Feedback indicated that community does not call police due to fear that police will turn on them, and blame them. It is not safe to speak up. Children are taking plea agreements, without parents or attorneys present, without fully understanding the long-term collateral damage and consequences of over criminalizing. People take plea agreements because it is too risky not to do so. Police and courts are dehumanizing, traumatizing, and breaking communities. When we are guilty the punishment is too severe. When we are innocent we cannot defend ourselves. When we are victims we get blamed and crimes against us are not solved.

Additional concerns included continued use of criminal cells for runaway children and status offenders, existing alternatives lack inspiration, quality and nourishment envisioned by ATD Goals.

Specific requests were listed as a prosecutorial discretion study seeking restorative practices, law enforcement return to principals of community policing (meaning problem solving with community) towards public tranquility, that police use force only when necessary, and only to the extent necessary and law enforcement develop clear and comprehensive de-escalation policies and procedures once a threat is neutralized.

The elected, and appointed officials in the room elevated the occasion to a problem solving think-tank, rising above and beyond an “us against them” situation. Judge George Stephens, Judge Michael Clark, Ramsey County Atty. Jon Choi, Police Chief Tom Smith, County Commissioners Mary Jo McGuire, Victoria Reinhardt and Toni Carter all listened attentively and participated generously. The exchange consisted of thoughtful questions, insightful pushbacks, and rebuttals. The spirit in the room was that of deep genuine concern about the lives, future and freedom of the constituency. Everyone stayed at the table. No one took their toys, stormed out, slamming the door.
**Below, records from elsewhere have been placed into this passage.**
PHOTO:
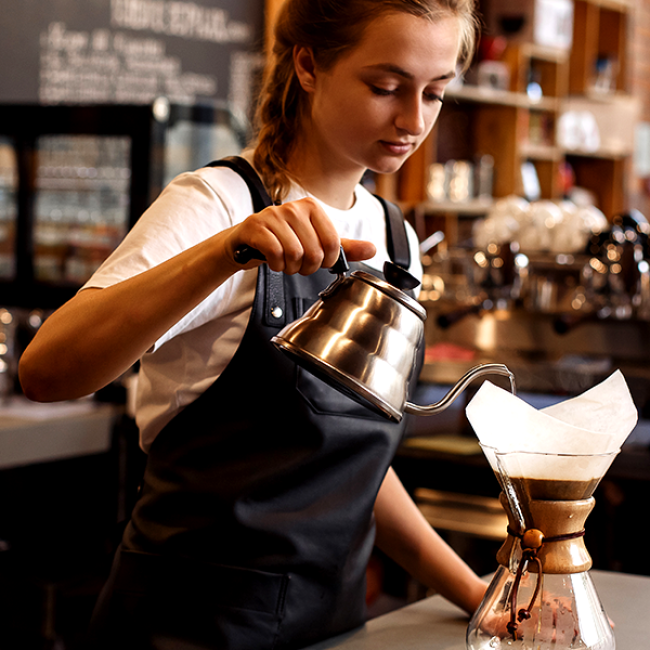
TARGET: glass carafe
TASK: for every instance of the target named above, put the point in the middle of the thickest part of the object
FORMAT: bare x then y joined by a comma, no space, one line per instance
542,596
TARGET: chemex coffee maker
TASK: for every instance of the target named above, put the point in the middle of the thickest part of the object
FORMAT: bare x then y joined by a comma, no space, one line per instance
542,596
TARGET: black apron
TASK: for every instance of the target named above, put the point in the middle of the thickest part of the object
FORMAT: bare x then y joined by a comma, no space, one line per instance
254,525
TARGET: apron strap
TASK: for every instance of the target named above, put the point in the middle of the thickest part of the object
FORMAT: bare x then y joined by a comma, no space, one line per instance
274,314
397,242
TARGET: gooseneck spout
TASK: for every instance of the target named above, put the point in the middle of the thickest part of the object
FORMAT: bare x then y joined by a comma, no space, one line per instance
463,382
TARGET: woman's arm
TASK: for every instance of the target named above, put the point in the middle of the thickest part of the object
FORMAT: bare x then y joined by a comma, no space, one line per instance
100,333
405,536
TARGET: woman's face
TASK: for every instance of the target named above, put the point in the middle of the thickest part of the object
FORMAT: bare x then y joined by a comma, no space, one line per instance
377,104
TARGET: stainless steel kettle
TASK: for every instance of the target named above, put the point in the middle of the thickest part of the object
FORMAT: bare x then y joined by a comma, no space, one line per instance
363,337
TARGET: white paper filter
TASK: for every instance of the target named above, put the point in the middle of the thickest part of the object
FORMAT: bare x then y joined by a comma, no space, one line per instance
596,422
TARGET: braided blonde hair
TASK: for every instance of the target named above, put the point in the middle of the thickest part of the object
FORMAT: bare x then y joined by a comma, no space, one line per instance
330,28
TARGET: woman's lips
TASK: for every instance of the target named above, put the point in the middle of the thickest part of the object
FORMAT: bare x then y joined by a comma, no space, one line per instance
397,148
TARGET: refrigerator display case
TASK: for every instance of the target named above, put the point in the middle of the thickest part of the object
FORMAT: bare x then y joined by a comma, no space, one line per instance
74,179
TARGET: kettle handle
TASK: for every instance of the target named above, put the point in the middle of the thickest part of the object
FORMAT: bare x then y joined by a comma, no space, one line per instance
459,387
245,253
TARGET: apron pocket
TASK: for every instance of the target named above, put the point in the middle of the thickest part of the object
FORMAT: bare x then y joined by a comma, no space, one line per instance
157,603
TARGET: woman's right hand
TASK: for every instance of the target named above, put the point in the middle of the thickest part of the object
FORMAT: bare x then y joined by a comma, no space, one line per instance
296,237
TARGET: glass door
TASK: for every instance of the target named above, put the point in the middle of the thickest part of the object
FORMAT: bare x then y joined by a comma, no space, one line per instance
81,204
8,208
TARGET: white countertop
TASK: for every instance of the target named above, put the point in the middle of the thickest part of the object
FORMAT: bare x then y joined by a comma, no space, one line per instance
435,624
35,433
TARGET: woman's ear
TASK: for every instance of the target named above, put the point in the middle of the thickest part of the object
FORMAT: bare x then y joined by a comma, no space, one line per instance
303,61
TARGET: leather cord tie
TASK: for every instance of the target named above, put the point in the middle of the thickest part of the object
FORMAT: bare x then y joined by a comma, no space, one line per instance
532,541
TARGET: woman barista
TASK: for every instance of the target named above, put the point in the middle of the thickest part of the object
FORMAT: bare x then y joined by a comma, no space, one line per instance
263,486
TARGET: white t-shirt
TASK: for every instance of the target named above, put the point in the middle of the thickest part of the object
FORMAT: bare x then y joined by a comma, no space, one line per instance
188,358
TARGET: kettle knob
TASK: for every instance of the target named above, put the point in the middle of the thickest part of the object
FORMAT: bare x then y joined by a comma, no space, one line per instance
399,277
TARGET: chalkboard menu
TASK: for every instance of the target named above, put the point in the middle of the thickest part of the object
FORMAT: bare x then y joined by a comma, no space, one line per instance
130,51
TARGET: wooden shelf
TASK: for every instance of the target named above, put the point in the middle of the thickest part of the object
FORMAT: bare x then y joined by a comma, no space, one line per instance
513,128
491,96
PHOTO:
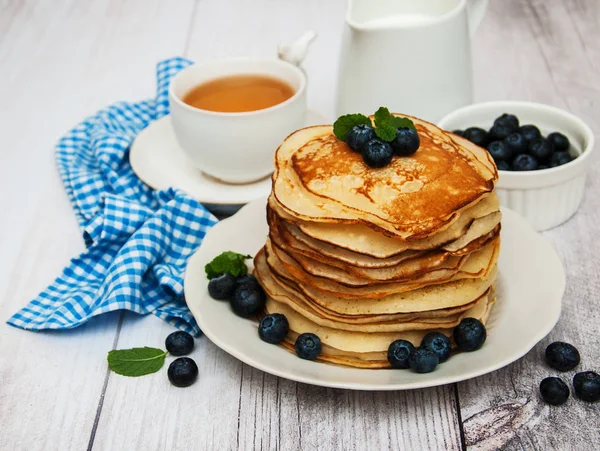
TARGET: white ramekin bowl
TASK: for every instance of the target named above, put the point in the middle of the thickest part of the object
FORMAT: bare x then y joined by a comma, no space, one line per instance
548,197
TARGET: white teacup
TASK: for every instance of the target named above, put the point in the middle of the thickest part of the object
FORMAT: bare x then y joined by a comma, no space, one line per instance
236,147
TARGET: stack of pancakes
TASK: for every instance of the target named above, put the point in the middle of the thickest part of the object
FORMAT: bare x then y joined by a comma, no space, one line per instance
362,257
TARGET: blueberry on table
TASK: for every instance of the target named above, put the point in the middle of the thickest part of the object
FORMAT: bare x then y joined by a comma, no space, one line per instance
377,154
560,158
501,129
524,162
359,136
477,136
587,386
516,143
562,356
423,360
500,151
183,372
554,391
273,328
222,287
248,300
308,346
541,149
470,334
559,141
406,142
399,352
179,343
438,343
530,132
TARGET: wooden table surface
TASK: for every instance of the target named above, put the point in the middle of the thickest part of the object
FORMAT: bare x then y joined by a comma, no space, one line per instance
61,60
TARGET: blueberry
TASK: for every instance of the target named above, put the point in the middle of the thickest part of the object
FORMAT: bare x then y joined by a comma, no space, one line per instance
222,287
248,300
560,158
530,132
308,346
182,372
524,162
503,166
399,352
423,360
516,143
559,141
179,343
477,136
406,142
438,343
470,334
501,129
587,386
514,120
562,356
377,153
500,151
273,328
359,136
554,391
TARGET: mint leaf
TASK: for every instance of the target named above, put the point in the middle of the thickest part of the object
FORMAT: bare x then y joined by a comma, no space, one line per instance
342,126
386,132
228,262
136,362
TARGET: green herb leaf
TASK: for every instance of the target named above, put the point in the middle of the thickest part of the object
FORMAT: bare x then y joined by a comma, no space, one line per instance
228,262
136,362
386,132
342,126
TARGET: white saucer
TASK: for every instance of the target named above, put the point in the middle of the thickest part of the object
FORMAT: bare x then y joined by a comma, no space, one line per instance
529,289
157,159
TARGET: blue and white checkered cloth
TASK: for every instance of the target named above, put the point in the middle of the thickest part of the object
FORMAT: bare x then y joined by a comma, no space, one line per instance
138,240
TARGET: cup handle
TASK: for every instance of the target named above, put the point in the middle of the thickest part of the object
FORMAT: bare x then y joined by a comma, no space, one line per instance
476,13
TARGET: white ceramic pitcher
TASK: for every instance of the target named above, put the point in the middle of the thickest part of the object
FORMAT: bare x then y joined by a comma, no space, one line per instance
413,56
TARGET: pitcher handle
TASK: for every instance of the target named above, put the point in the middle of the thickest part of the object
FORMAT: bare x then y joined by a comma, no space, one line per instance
476,13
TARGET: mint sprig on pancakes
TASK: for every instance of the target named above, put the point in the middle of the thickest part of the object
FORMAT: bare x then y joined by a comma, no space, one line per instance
378,141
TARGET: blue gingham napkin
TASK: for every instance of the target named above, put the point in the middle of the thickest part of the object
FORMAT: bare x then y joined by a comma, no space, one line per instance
138,240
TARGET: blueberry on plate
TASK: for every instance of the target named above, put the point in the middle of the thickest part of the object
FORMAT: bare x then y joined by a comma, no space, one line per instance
559,141
359,136
560,158
377,153
399,352
477,136
503,165
516,143
587,386
179,343
530,132
514,120
438,343
562,356
406,142
222,287
423,360
183,372
248,299
500,151
308,346
469,335
554,391
541,149
501,129
524,162
273,328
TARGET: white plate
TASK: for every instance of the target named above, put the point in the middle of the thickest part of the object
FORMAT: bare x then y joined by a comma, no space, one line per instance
157,159
530,287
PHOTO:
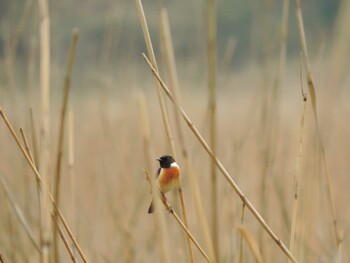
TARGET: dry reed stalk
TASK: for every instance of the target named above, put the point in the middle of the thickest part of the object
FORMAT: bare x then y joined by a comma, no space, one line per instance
248,236
35,160
222,169
172,212
297,173
67,85
159,222
66,244
211,52
240,259
26,145
19,213
150,50
34,138
173,79
45,128
71,170
312,93
40,183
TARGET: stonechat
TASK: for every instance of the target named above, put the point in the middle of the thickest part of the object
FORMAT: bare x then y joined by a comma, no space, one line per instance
168,176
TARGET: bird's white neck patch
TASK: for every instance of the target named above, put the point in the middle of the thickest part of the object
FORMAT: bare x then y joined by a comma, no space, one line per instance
174,164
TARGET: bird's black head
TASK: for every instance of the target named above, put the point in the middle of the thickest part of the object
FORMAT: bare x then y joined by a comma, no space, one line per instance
165,161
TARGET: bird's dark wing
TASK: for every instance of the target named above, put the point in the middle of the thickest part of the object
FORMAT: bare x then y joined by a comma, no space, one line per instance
158,172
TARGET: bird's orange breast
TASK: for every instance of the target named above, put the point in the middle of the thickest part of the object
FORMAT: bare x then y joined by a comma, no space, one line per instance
168,178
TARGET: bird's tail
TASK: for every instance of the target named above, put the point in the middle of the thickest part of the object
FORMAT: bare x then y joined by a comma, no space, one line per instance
151,208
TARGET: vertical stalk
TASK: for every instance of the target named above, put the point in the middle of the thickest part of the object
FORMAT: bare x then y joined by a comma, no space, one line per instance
45,128
67,86
150,50
174,83
312,93
211,27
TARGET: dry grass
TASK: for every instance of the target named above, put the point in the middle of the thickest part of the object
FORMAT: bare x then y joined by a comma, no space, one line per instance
115,136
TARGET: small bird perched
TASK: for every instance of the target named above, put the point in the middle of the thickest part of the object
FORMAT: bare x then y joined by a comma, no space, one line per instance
168,176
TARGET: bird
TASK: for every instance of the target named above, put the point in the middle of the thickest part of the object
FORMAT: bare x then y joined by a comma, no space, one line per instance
168,176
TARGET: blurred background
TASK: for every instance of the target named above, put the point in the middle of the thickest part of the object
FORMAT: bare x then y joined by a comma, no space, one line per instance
105,197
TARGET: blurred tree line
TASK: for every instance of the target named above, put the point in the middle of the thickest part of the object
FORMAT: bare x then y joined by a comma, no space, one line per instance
110,29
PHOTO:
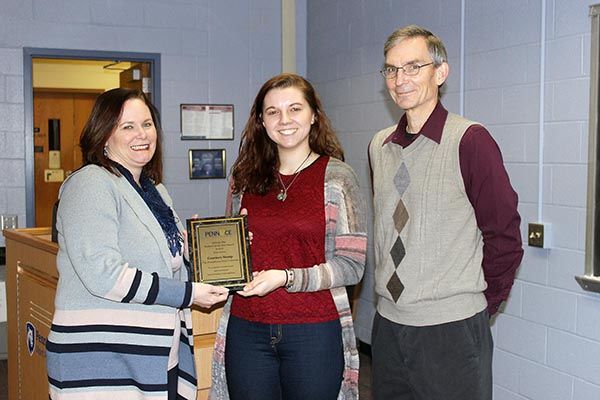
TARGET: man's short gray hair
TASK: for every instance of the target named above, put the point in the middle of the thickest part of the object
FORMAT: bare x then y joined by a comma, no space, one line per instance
434,43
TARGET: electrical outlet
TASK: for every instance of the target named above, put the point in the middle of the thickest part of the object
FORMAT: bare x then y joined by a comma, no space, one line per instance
538,235
8,221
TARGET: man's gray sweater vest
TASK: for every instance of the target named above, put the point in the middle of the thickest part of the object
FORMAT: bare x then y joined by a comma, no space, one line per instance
428,248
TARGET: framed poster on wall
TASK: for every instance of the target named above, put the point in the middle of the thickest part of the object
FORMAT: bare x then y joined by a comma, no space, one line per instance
206,121
207,163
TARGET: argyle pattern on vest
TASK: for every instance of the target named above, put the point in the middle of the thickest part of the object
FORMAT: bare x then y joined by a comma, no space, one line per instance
401,182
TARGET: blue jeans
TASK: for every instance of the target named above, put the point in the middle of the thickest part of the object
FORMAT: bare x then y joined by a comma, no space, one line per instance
289,361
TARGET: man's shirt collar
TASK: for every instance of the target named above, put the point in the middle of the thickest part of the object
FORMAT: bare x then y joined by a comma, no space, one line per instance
432,128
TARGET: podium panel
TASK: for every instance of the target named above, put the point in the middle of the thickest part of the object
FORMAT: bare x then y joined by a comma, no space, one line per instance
31,279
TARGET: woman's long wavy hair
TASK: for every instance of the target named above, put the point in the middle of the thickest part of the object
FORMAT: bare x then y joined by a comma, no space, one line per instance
255,169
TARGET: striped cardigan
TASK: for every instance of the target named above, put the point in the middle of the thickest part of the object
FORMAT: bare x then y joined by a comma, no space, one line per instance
345,255
120,307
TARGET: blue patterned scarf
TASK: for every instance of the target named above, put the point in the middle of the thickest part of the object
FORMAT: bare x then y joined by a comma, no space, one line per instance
162,212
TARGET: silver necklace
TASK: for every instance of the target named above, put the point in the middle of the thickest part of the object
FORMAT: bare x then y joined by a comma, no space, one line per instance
282,195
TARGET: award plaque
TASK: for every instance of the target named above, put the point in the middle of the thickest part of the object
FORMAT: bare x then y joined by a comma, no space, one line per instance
219,251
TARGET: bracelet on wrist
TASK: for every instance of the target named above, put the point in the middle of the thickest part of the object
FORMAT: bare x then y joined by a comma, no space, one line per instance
290,278
287,277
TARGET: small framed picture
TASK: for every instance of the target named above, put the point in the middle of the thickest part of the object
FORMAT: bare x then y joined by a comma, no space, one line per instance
206,121
207,163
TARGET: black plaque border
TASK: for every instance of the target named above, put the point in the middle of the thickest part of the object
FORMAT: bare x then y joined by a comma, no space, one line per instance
241,222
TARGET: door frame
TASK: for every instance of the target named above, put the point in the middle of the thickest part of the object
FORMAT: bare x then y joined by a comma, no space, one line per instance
29,53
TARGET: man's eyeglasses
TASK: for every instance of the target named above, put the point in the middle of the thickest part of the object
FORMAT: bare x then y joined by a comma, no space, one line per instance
412,69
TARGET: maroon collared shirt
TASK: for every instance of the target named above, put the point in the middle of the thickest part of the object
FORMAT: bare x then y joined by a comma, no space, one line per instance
491,195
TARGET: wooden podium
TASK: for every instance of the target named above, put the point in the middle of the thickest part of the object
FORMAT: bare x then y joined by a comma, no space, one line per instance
31,279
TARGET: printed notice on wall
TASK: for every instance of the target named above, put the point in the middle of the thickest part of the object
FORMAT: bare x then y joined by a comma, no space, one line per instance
207,121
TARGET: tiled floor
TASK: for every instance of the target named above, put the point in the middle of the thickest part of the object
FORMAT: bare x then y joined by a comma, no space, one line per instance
364,379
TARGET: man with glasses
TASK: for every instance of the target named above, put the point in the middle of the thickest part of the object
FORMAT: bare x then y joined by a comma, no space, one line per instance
447,236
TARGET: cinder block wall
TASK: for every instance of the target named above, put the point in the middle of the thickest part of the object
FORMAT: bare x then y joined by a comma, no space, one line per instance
548,336
211,52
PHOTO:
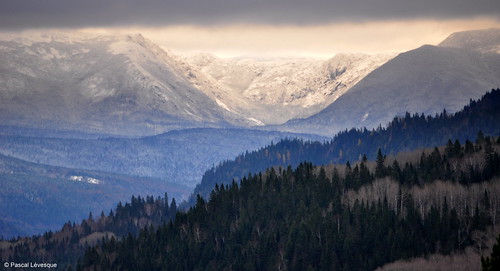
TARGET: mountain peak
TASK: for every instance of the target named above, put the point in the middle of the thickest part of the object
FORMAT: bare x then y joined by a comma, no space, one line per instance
484,41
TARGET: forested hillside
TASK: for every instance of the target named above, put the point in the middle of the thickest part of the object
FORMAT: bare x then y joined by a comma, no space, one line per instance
352,217
65,246
402,133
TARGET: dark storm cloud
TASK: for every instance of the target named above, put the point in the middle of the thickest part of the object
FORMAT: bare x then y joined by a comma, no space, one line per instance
89,13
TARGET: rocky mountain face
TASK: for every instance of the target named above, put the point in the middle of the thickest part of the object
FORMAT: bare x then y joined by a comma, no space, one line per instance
126,85
426,80
274,90
113,84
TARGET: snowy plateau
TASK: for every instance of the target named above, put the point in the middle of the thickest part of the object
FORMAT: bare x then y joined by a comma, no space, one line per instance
126,85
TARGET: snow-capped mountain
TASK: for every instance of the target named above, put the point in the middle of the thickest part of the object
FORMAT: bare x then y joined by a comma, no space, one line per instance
274,90
128,85
426,80
113,84
486,41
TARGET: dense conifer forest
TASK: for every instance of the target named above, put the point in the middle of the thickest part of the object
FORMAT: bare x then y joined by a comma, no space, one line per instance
354,203
318,218
404,133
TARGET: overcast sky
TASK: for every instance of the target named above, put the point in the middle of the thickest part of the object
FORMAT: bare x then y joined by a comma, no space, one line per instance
232,27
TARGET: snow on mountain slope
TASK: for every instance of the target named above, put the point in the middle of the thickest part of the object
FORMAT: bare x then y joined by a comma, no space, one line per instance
428,80
484,41
274,90
114,84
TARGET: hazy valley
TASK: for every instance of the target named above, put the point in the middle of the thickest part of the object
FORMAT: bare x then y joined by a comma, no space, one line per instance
236,158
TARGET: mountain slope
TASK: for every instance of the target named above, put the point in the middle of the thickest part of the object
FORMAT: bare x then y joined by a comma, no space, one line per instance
401,134
427,79
113,84
177,156
37,198
274,90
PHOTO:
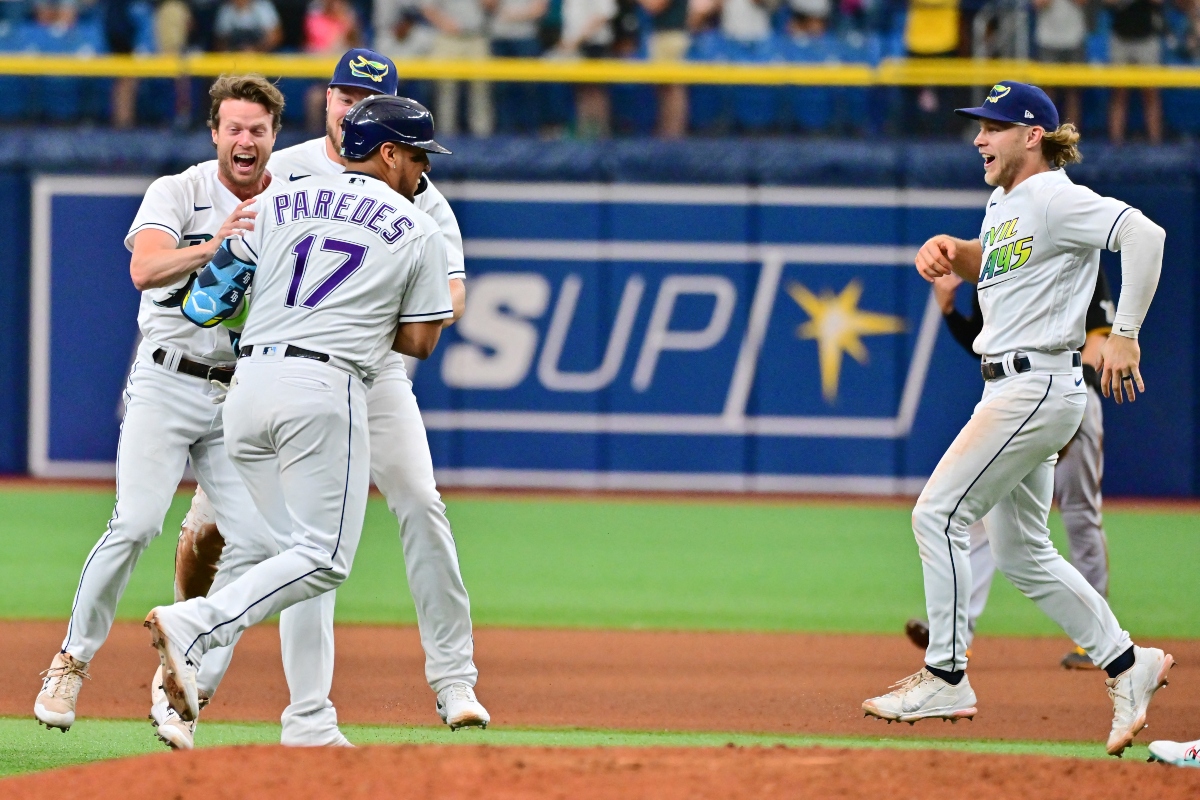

For many, distrust of those we pay to protect us, and fear of retaliation is the paramount issue. Others expressed concern of “overkill” when use of deadly force is justified.

To their credit, the officials were gracious, agreeing to craft a rough draft response for the next quarterly JDAI Stakeholder Meeting (date to be determined).

Don’t get me wrong. Feathers were ruffled as expected. But everyone acclimated to the discomfort in the room and pressed onward, and muscled through the tuff stuff. Attendees appeared a little rattled; some irritated. But feedback on both sides was that this was the most fruitful JDAI meeting in years.